The Internet is buzzing with amateur videos, the kind that feature kids lip-synching or imitating Jedi knights. They get e-mailed and posted on Web sites and often become the topic of water cooler chat. But few, if any, make money.
A new company called Revver is trying to change that by attaching advertising to the videos and giving the creators a cut of the profits.
The technology, which also tracks the content as it is shared across the Web, is not limited to amateurs. Major media companies, which are just beginning to experiment with offering TV shows and movies online, are also looking for ways to distribute across peer-to-peer networks (search) while avoiding piracy.
Revver is the brainchild of Ian Clarke (search), the man behind the Freenet (search) file-sharing network; Steven Starr (search), a former Hollywood agent and co-creator of MTV's "The State;" and Oliver Luckett (search), who recently spearheaded the Norman Lear "Declare Yourself" voter registration campaign.
It is also backed by the same venture capital company that bankrolled Internet phone provider Skype Technologies SA, which eBay Inc. recently acquired for $2.6 billion.
The three see an opportunity in the growing number of videos being produced by people with access to sophisticated photo and editing tools and viewed over high-speed Internet connections.
"It's like Hollywood 1908," Starr said. "It's the very, very, very beginning of video online and the behaviors we're seeing are all early stage."
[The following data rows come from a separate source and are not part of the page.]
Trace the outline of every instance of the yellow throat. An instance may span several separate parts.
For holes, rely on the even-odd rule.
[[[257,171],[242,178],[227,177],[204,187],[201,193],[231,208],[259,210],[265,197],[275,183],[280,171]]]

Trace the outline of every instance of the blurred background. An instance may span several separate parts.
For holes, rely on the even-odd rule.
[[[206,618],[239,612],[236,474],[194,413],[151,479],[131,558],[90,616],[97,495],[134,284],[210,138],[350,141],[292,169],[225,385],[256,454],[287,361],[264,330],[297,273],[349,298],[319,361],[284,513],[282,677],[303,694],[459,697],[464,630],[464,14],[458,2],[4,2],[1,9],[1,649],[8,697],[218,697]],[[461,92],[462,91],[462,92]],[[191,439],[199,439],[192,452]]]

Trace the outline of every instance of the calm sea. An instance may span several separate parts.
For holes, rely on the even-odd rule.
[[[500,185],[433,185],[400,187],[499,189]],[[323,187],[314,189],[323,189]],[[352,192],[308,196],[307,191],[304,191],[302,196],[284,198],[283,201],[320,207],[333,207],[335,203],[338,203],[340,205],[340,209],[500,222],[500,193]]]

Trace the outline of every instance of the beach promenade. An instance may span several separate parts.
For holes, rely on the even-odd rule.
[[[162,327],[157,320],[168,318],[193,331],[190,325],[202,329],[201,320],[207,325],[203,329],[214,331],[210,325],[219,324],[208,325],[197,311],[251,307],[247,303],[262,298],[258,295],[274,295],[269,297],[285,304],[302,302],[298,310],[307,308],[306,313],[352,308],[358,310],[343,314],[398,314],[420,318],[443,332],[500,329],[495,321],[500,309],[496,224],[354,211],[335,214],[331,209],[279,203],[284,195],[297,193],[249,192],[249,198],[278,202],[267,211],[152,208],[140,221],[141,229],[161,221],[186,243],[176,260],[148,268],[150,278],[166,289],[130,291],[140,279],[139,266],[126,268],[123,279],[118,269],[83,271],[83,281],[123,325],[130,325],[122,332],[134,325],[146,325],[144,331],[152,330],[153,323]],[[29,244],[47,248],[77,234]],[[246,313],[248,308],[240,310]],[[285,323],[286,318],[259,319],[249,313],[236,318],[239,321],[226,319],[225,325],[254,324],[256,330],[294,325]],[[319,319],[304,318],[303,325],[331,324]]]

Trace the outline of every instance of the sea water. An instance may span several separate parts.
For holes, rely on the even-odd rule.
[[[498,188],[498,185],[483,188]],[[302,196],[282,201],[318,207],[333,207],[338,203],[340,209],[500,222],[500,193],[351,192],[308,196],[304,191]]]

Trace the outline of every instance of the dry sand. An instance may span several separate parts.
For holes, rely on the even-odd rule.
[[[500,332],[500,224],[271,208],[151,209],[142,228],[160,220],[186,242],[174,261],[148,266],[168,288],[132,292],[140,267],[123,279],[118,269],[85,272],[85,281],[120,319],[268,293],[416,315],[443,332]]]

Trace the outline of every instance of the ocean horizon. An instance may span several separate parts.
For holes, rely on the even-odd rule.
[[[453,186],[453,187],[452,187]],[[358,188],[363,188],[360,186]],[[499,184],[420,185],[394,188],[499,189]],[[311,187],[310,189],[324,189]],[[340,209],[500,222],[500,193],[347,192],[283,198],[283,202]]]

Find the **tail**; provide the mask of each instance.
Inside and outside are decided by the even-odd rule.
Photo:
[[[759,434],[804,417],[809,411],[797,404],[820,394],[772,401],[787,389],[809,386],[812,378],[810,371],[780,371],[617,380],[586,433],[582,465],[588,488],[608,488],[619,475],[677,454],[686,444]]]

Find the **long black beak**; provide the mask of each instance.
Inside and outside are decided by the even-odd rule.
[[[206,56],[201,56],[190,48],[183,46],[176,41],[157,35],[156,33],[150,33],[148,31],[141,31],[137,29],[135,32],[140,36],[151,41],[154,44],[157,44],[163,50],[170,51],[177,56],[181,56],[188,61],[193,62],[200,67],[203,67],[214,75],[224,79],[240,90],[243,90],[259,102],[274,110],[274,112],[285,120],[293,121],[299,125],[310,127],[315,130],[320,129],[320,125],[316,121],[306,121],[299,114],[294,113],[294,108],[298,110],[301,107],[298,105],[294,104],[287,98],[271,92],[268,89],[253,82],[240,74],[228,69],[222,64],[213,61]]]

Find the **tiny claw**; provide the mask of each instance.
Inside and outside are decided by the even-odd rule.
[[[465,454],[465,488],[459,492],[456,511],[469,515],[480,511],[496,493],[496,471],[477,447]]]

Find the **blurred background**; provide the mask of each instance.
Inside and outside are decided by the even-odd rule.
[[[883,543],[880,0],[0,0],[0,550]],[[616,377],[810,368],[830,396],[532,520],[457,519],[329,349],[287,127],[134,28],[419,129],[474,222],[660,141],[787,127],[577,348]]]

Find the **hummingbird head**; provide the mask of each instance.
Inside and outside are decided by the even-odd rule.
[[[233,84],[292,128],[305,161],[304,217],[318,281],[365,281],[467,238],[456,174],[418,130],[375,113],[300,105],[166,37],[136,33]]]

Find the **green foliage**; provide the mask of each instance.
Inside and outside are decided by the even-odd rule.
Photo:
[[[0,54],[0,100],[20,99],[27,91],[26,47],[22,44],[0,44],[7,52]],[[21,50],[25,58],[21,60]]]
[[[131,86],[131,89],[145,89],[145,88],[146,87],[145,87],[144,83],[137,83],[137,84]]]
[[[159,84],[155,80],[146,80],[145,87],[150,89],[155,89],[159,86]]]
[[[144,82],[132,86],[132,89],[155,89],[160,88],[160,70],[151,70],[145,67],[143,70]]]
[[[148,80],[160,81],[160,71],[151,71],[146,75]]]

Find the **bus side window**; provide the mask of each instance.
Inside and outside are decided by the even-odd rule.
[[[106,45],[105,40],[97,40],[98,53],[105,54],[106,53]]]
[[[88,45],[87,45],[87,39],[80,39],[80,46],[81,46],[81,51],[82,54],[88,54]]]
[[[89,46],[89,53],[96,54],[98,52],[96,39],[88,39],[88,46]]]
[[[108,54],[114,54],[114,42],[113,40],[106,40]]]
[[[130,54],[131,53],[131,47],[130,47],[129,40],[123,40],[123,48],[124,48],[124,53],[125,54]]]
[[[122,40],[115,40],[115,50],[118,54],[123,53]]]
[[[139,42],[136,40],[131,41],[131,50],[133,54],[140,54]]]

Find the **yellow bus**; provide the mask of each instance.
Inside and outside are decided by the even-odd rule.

Apple Computer Inc. has been cataloging the work of video bloggers through its iTunes software. And Yahoo Inc.is betting on the concept of "micropublishing" — letting the portal's users create content attractive to fellow users that will encourage people to hang around in Yahoo's virtual world. Another, Massachusetts-based BrightCove Networks Inc., is working on a way to deliver thousands of channels of video content online.
That's great for the companies, say Revver's founders, but not so great for the content creators.
"You are left to your own devices in a sea of Web sites that are more than happy to make money off your video and not pay you," Starr said.
People wanting to use Revver upload their videos for free to the company's Web servers. Revver than attaches a static ad to the end of the video.
It also attaches a "RevTag," which keeps track of how often the video is viewed no matter where it ends up. People can leave their video on the Revver site, post it on their own Web site, e-mail it to friends and even download it to a portable device.
Revver says it will split the ad revenue evenly with content creators.
As an example of the potential profit, Revver estimates that about 80 million people viewed the cartoon produced by JibJab Media of candidates George Bush and John Kerry singing a version of "This Land Is Your Land" during last year's presidential election.
If Revver had been able to sell advertising on that video at a rate of $8 per 1,000 viewings, it would have generated $640,000, half of which would have gone to the creators.
But the real application of the technology could come as major media companies search for ways to take advantage of the free-flowing nature of the Internet while also protecting their copyrights.
"Consumer companies will also start exploring these technologies. I don't think Hollywood will stop at the boundaries of the iTunes store."
For now, Revver will try to sell its concept to advertisers who are looking for more targeted ways to reach consumers, especially on the Internet. The company will also build its inventory of amateur and semi-professional video while waiting for larger companies to become more comfortable with their technology.
"We're hoping that the gap between amateur creativity and creativity funded by large, centralized media companies will probably continue to shrink," Clarke said.